- Ulundurpettai, Location in Tamil Nadu, India
- Coordinates: 11°41′26″N 79°17′30″E﻿ / ﻿11.69056°N 79.29167°E
- Country: India
- State: Tamil Nadu
- District: Kallakurichi
- Taluka: Ulundurpet taluka

Government
- • MLA: Vasanthavel G R, DMK

Population (2011)
- • Total: 30,734

Languages
- • Official: Tamil
- Time zone: UTC+5:30 (IST)
- PIN: 606107
- Telephone code: 04149
- Vehicle registration: TN-15, TN-32 (until June 2013)

= Ulundurpettai =

1.

- Ulundurpettai or Ulundurpet (உளுந்தூர்பேட்டை) is a Municipality in Ulundurpet taluka of Kallakurichi district of Tamil Nadu, India. It is at the intersection of NH 68 and NH 45 located 205 km from Chennai and 129 km from Tiruchirappalli.

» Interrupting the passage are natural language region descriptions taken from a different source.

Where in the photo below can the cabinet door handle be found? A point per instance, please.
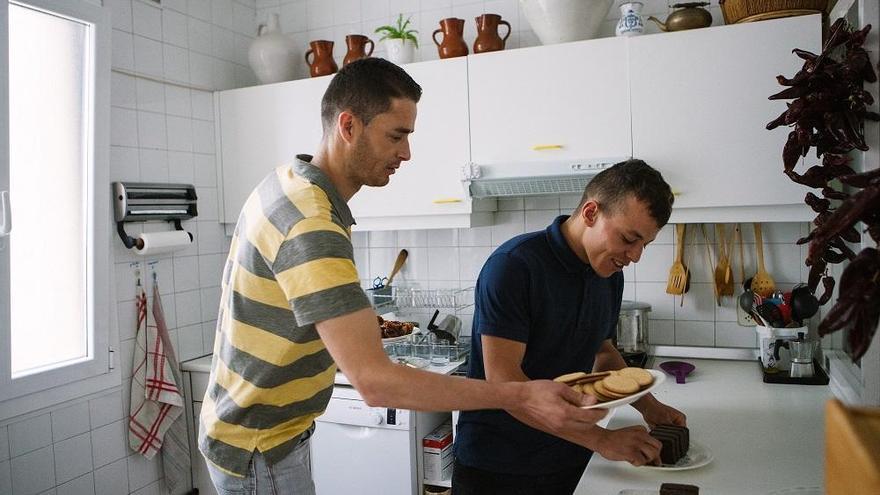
(543, 147)
(5, 214)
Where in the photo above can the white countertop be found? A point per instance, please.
(764, 437)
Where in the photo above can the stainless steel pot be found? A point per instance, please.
(632, 326)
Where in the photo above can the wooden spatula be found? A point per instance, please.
(678, 272)
(398, 264)
(742, 316)
(762, 282)
(723, 272)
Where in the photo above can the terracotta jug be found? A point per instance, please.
(322, 62)
(488, 39)
(357, 48)
(453, 44)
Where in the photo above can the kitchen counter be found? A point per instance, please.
(764, 437)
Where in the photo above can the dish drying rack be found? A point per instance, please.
(390, 298)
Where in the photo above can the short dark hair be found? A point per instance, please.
(634, 177)
(365, 88)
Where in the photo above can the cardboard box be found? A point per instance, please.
(437, 452)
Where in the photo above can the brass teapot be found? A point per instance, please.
(687, 16)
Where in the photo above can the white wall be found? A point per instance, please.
(160, 133)
(306, 20)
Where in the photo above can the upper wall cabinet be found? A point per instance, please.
(699, 110)
(426, 191)
(558, 102)
(260, 128)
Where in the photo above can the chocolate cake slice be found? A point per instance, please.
(675, 440)
(678, 489)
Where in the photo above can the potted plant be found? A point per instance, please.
(829, 108)
(399, 41)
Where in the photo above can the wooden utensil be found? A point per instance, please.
(762, 282)
(678, 273)
(723, 271)
(398, 264)
(742, 313)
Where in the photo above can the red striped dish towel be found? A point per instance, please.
(156, 399)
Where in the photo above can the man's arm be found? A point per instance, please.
(654, 411)
(354, 342)
(502, 360)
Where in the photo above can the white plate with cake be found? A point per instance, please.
(614, 388)
(698, 455)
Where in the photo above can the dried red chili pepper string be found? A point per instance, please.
(829, 108)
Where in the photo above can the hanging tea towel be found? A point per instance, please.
(156, 399)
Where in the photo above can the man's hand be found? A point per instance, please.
(632, 444)
(658, 413)
(555, 408)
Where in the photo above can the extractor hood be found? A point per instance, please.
(539, 178)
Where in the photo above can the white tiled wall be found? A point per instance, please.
(160, 133)
(453, 258)
(306, 20)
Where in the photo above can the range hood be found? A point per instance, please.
(539, 178)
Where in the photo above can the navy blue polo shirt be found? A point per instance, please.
(533, 289)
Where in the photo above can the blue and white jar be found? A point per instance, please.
(630, 23)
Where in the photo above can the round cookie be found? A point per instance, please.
(641, 376)
(603, 391)
(619, 384)
(570, 377)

Ulundurpettai itself is a Constituency for Tamil Nadu State Assembly, and is the Taluk headquarters for Ulundurpet taluka in the eastern region of Kallakurichi district, and is in Ulundurpet revenue block.

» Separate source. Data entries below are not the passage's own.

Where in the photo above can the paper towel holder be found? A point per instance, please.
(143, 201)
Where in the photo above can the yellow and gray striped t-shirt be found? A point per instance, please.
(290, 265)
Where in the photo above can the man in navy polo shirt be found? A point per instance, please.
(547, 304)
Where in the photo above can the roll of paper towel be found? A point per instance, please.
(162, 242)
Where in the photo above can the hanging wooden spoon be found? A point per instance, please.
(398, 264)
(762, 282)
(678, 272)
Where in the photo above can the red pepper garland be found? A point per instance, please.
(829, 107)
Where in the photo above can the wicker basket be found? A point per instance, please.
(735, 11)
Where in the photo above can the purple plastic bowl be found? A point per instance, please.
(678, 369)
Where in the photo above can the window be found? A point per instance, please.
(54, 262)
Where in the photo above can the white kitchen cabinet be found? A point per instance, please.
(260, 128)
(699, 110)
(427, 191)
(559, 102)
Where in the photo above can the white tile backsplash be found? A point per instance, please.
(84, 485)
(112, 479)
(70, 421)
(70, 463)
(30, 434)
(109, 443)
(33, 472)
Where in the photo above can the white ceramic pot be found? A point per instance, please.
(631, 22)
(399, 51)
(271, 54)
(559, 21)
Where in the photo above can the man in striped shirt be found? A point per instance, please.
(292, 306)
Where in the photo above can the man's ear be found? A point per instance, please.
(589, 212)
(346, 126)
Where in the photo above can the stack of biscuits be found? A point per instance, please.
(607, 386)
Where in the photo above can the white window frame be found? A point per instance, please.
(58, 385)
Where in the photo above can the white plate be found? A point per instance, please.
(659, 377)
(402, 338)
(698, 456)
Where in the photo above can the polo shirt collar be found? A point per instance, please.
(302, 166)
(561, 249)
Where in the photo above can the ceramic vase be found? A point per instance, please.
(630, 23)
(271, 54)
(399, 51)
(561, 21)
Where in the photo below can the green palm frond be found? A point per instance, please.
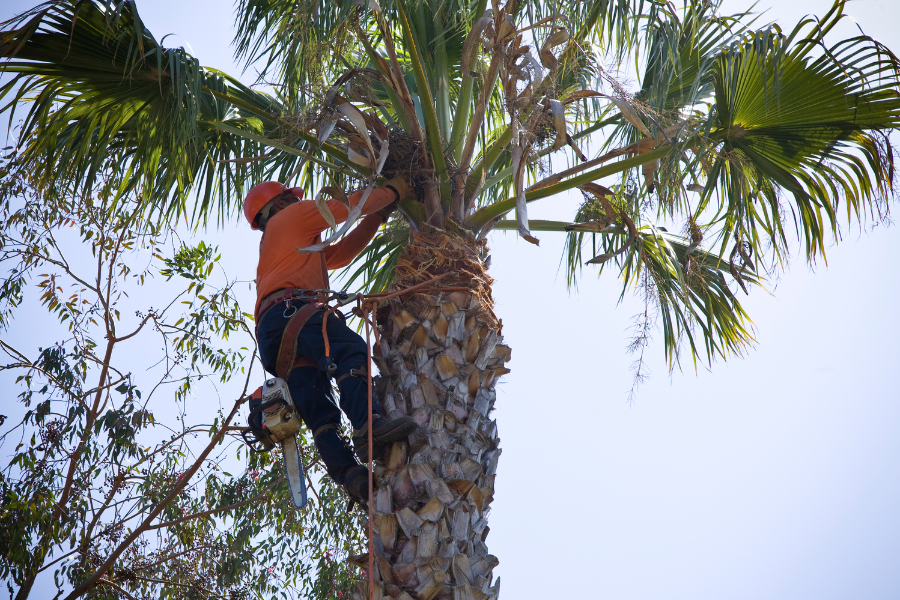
(813, 126)
(98, 87)
(697, 308)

The Panchayat Town also has a railway station connecting Villupuram Junction, Villupuram and Virudhachalam Junction, Virudhachalam.- Ulundurpet railway station.

== Etymology ==
Ulundurpet was once the home for Palyagar (பாளையகாரர்).The remains of the mud fort are still to be seen. There is a evidence that on July,1750 a Palyagar Ulundhur Raghunatha Nayinar captured Elavasanur fort against French troop. The name Ulundurpettai is derived from the Saivaite temple currently called as Mashapureeswarar (மாஷபுரீஸ்வரர்) temple, located in the area Ulundandar Kovil (உளுந்தண்டார் கோவில்), dedicated to Ulundandar or the Lord of the black-gram.

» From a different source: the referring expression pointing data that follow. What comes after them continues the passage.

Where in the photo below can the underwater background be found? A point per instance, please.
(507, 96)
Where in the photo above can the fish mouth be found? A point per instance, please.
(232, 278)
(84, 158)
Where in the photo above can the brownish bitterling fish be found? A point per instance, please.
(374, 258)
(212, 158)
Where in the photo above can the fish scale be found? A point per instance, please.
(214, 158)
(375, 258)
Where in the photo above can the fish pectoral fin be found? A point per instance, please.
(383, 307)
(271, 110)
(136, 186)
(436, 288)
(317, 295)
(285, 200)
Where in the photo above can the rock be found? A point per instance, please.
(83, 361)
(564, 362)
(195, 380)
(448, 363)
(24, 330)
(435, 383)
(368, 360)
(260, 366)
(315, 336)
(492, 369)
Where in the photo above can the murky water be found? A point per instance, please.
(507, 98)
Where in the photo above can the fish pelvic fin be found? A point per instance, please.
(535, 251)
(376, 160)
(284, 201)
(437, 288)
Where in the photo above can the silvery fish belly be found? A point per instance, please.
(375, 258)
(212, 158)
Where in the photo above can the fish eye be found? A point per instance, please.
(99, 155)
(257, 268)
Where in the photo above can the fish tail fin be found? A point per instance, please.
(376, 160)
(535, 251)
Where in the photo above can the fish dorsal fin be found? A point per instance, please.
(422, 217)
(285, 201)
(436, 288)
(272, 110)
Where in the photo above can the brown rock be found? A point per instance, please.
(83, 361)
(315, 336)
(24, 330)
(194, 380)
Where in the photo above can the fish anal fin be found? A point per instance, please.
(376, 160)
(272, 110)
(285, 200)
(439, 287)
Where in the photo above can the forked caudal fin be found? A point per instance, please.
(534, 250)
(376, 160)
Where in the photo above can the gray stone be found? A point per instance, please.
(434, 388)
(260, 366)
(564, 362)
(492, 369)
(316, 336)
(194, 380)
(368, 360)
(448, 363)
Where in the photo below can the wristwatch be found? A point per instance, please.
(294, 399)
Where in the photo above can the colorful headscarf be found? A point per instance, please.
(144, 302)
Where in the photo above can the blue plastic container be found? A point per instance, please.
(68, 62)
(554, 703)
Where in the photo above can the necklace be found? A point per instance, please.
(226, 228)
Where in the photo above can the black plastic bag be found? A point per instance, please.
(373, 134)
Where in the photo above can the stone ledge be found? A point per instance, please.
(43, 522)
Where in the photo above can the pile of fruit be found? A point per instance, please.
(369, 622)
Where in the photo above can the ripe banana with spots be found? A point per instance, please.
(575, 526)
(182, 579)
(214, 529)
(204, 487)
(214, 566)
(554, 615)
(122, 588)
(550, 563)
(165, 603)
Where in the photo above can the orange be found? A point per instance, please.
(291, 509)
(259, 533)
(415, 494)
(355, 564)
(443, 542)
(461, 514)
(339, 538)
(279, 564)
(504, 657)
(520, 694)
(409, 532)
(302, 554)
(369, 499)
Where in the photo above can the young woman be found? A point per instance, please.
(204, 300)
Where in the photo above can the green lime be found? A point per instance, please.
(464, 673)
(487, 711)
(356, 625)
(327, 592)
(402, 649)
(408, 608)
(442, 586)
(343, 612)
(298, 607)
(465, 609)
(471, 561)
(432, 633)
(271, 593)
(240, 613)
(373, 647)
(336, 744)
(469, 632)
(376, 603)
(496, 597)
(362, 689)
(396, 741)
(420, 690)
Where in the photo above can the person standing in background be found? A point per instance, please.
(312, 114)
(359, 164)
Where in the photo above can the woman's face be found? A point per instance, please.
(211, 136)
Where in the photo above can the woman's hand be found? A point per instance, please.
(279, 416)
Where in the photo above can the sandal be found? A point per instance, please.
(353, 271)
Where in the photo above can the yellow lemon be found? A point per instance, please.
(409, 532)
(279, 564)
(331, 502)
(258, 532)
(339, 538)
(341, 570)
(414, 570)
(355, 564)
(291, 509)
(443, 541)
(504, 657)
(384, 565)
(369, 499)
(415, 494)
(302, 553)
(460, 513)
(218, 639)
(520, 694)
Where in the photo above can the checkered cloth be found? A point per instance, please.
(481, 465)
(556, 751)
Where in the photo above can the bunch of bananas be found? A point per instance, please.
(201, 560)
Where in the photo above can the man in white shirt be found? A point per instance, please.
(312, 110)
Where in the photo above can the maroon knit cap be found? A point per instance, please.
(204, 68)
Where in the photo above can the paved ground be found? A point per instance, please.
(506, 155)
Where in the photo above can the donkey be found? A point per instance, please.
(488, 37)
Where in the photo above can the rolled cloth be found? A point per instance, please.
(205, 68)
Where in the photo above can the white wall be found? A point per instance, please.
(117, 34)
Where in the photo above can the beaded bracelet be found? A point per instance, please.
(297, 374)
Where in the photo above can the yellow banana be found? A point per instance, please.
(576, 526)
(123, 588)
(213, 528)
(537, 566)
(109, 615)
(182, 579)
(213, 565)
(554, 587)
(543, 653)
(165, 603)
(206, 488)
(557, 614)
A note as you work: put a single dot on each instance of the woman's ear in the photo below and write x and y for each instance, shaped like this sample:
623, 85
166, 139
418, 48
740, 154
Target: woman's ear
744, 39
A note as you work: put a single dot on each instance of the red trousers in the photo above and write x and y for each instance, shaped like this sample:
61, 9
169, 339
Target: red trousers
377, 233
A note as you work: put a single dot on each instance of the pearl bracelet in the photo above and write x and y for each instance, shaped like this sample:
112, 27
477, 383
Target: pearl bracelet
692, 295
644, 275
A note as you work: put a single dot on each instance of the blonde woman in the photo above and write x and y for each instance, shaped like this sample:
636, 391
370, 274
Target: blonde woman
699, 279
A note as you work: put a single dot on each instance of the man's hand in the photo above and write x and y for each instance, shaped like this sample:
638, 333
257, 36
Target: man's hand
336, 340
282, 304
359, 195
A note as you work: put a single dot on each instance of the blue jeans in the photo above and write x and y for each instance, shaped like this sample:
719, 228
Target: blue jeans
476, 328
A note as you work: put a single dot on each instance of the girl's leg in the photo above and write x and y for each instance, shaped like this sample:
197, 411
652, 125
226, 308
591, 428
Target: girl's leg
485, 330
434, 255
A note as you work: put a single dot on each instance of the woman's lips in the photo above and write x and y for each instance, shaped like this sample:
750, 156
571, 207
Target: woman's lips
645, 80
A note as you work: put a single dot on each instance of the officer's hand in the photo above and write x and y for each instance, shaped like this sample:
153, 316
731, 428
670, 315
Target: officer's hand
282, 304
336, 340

The story goes that a merchant was once halting there with a consignment of pepper (மிளகு). When a man came up and asked what was in the bags. The merchant lied and said it was black-gram (உளுந்து) to which the stranger replied 'Let it be so'. At the next stage the man found that his goods had actually been changed into black-gram and returning to the spot where he had told the lie he found the stranger still there and realized that he was Lord Siva. The merchant then built a temple for the lord.

== Demographics ==

As of the 2011 India census, the town of Ulundurpettai had a population of 23,734. Males constituted 50% of the population and females 50%. Ulundurpettai had an average literacy rate of 71%, higher than the national average of 59.5%: male literacy was 79%, and female literacy was 63%. As of 2011 in Ulundurpettai, 12% of the population was under 6 years of age.

==Politics==
Ulundurpettai(77) assembly constituency is part of Villupuram (Lok Sabha constituency). Ulundurpet is one of the state assembly constituencies in Tamil Nadu. Vasanthavel G R is the Member of the Tamil Nadu Legislative Assembly since May 11, 2026.